2. Le principe est la vente publique. Cependant, des dérogations sont possibles par le biais d'une procédure d'expropriation ou, "lorsque des circonstances particulières le justifient", par le biais d'un accord du ministre des Finances et du ministre compétent pour la Régie des Bâtiments (article 335 §3 loi-programme 22 décembre 1989). Lors d'une vente publique également, des conditions peuvent être posées à l'acquéreur in concreto et en fonction du dossier spécifique.

3. Comme déjà énoncé au point précédent, une dérogation est toujours possible lorsque des circonstances particulières le justifient. En principe, le ministre ou le secrétaire d'État à la Régie des Bâtiments et le ministre des Finances évaluent la nature des circonstances particulières qui justifient la dérogation au principe de la vente publique. Le secrétaire d'État à la Régie des Bâtiments étant adjoint au ministre des Finances, leur proposition à ce sujet est soumise pour accord du Conseil des ministres. En ce moment, tous les éléments pouvant être utiles à un éventuel futur dossier de vente sont rassemblés et examinés.

4. L'État fédéral ne peut pas se substituer aux initiatives éventuelles à prendre par les autorités communautaires.

5. La Régie des Bâtiments ignore la manière dont le ministère de la Défense donnerait priorité lors de ventes aux autorités locales.

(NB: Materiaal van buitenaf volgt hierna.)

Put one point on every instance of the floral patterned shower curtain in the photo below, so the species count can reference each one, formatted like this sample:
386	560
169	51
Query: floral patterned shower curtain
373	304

1. Het overheidsoptreden gebeurt normaliter altijd met de maximale zorg voor de publieke belangen. De overheid zal zich daarbij onthouden van enig favoritisme. Dat neemt niet weg dat het publiek belang er het meest mee gediend kan zijn een specifieke oplossing uit te werken.

2. Het principe is de openbare verkoop, afwijkingen zijn mogelijk via een onteigeningsprocedure of “als bijzondere omstandigheden dit rechtvaardigen” via een akkoord van de minister van Financiën en de minister bevoegd voor de Regie der Gebouwen (artikel 335 § 3 programmawet 22 december 1989). Ook bij een openbare verkoop kunnen er in concreto en in functie van het specifiek dossier voorwaarden worden opgelegd aan de koper.

3. Zoals reeds gesteld in het vorige punt, is een afwijking altijd mogelijk als bijzondere omstandigheden dit rechtvaardigen. In principe oordelen de minister of Staatssecretaris bevoegd voor de Regie der Gebouwen en de minister van Financiën over de aard van de bijzondere omstandigheden die de afwijking op het principe van de openbare verkoop wettigen. Omdat de Staatssecretaris bevoegd voor de Regie der Gebouwen is toegevoegd aan de minister van Financiën, wordt hun voorstel hieromtrent voorgelegd voor akkoord door de Ministerraad. Op dit ogenblik worden alle elementen die dienstig kunnen zijn voor een eventueel toekomstig verkoopdossier bijeen gebracht en onderzocht.

4.De federale overheid kan zich niet in de plaats stellen van eventueel door de gemeenschapsoverheden te nemen initiatieven.

5.Het is de Regie der Gebouwen niet bekend op welke wijze het ministerie van Defensie bij verkopen voorrang zou geven aan lokale overheden.